A Cultura na transformação criativa das cidades



Está aí um tema importante que pode ser lido, relido e entendido por quem deseja inovar e transformar a realidade de suas comunidades: a economia criativa através da cultura.

Nesta semana, tive a oportunidade de participar do Painel “Cultura: a transformação criativa das cidades”, promovido pelo Centro Universitário Franciscano, em Santa Maria, que trouxe à tona a quebra de paradigmas e o ressurgimento de duas importantes cidades: Medellin (Colômbia), antes conhecida como a cidade mais violenta do mundo e Bilbao (Espanha), antes arrasada por enchentes e pelo terrorismo.

Os dois palestrantes, Jorge Melguizo (Colômbia) e Roberto de Iglesia (Espanha), destacaram comumente que da necessidade de inovar e definir novos rumos para as cidades, o povo se une, apesar de toda resistência ao “novo” e decidem “virar o jogo”, mesmo sem acreditar que seria possível e enfrentando várias ondas de protestos, organizados por lideranças que não aceitavam no desafio proposto.
Medellin (Colômbia)
A partir da alternativa de mudar conceitos, as duas cidades apresentam um semelhança: se tornam referência no mundo todo através de investimentos pesados na economia criativa, no caso, na cultura.

Ali começava uma nova fase: terminam com a corrupção local, mudam o foco, passam a investir pesado em educação e cultura com a construção de novos espaços públicos, museus, bibliotecas, quadras esportivas, parques temáticos, teatros, salões para congressos internacionais, projetos educacionais e culturais no entendimento que um dos maiores medos da população local, que seria a insegurança, não terminaria com a segurança, ou seja com mais policiais, com mais câmeras de vigilâncias, mas sim, poderia ter fim somente com a convivência e proporcionar a criação de espaços para convivência social era a alternativa. Foi feito!

Medellin se destaca com as construções gigantescas de espaços culturais nos seus bairros mais pobres e começa a promover o desenvolvimento. Ruas antes nem visitadas, pelo alto índice de violência, atualmente são potências econômicas, devido ao comércio pujante que ali se formou, graças ao turismo cultural.

Bilbao (Espanha)
Bilbao investe pesado na mobilidade urbana, com metrôs moderníssimos, bondes, proporciona acesso a todos e constrói um dos mais belos prédios do mundo, que esbanja ousadia na arquitetura: o Museu de Guggenheim e chega a receber mais de 15 milhões de turistas ao ano.

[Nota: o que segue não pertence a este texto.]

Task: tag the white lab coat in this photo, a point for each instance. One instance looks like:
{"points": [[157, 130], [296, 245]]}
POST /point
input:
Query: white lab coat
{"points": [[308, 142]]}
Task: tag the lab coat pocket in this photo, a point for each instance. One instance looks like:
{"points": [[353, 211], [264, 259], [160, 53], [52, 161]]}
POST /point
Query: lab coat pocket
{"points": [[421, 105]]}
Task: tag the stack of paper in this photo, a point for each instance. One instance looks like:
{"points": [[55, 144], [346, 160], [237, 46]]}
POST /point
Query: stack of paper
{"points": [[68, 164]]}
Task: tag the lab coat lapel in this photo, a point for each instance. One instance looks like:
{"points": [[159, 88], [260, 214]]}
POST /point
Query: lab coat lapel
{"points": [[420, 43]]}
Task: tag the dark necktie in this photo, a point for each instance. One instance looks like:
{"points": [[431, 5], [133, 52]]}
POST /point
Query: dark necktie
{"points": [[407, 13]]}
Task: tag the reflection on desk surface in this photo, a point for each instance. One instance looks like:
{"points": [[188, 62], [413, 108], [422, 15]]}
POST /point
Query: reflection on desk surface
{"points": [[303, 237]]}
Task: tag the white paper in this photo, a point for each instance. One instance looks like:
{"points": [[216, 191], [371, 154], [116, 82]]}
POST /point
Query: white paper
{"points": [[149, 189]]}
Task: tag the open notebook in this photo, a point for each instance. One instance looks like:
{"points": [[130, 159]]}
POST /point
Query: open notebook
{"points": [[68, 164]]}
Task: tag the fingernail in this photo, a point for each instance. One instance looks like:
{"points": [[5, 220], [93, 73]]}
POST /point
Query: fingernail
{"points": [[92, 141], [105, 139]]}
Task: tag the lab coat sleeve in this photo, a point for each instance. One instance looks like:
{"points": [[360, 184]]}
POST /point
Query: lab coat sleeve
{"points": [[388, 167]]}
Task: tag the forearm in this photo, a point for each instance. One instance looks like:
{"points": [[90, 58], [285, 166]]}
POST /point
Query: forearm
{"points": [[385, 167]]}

As duas cidades nos dão exemplo que é possível renascer das cinzas. Do chão arrasado brotar a inovação capaz de mudar a vida de um povo.
Imaginem em cidades que têm um “chão pesado de história e cultura”?
É possível? Se foi possível em Bilbao e em Medellin, é possível em qualquer lugar do mundo, basta acreditar que a cultura e a educação são capazes de transformar vidas. Eles acreditaram em “utopias” e eu  também acredito!